New East Digital Archive

Jahnkoy: the New York-based Russian fashion label celebrating a new multiculturalism

Siberian-born designer Maria Kazakova’s fashion label Jahnkoy is about connection and the collective

11 December 2017

Nominated for the LVMH prize in 2017, Jahnkoy’s founder and designer Maria Kazakova defies preconceptions around nationalities and borders. Born in Siberia, she set-up Jahnkoy in New York, a perfect city for the powerful, celebratory energy of anew multiculturalism.

Kazakova’s work is an intricate patchwork of influences, references and material artefacts: reworked sportswear, crystals, plastic bags, soda cans, feathers, little bits from bodega stores, traditional Russian red and white embroidery and the bold shapes of Constructivist slogans. The cryptic name Jahnkoy stands for “New Spirit Village”. Spawned at Parsons School of Design, where Kazakova showed her first collection in 2016, it’s no accident the brand doesn’t bear its founder’s name — from the outset its ethos and goals have been less to do with individual recognition and more to do with uniting people and transcending the world’s borders.

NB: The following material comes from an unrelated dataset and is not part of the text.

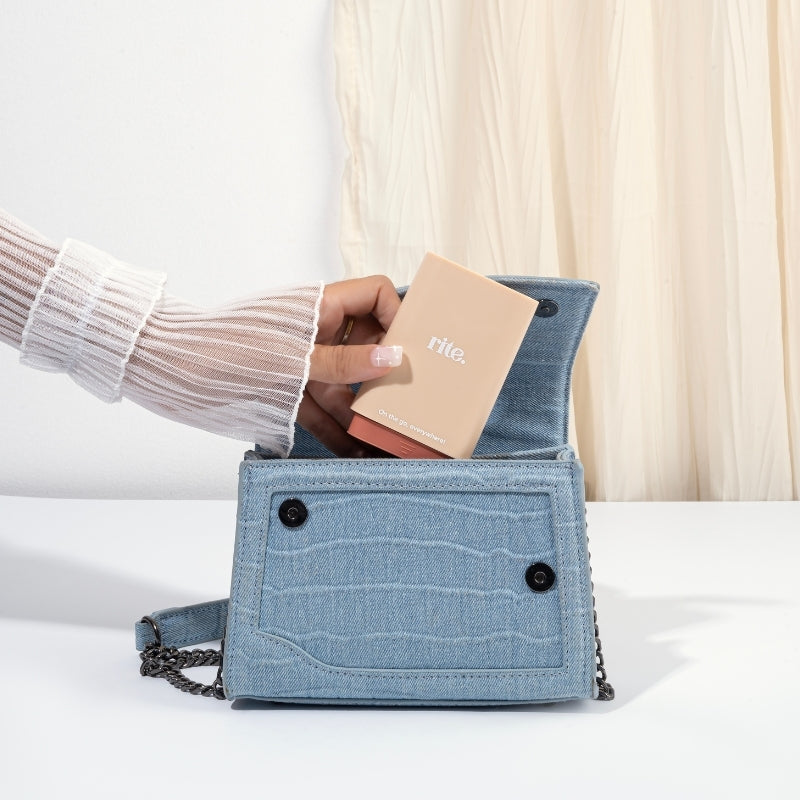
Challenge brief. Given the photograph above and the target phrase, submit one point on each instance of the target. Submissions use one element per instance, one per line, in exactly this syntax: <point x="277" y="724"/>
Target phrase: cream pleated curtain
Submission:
<point x="650" y="146"/>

Jahnkoy is clearly about connection and the collective — collective creativity, collective action and collective responsibility. The most recent collection, Displaced, draws on fast fashion and its catastrophic effects — “the donations of Western clothes to the African continent, and the way it brings destruction to artisanal crafts, tradition and culture”. It’s powered by the knowledge that the purchase of a $10 dress in one corner of the world can lead to environmental and cultural crisis in a community thousands of miles away. Jahnkoy is the brand we need not just today, but tomorrow: environmentally conscious, non-conformist and created with a passion for change.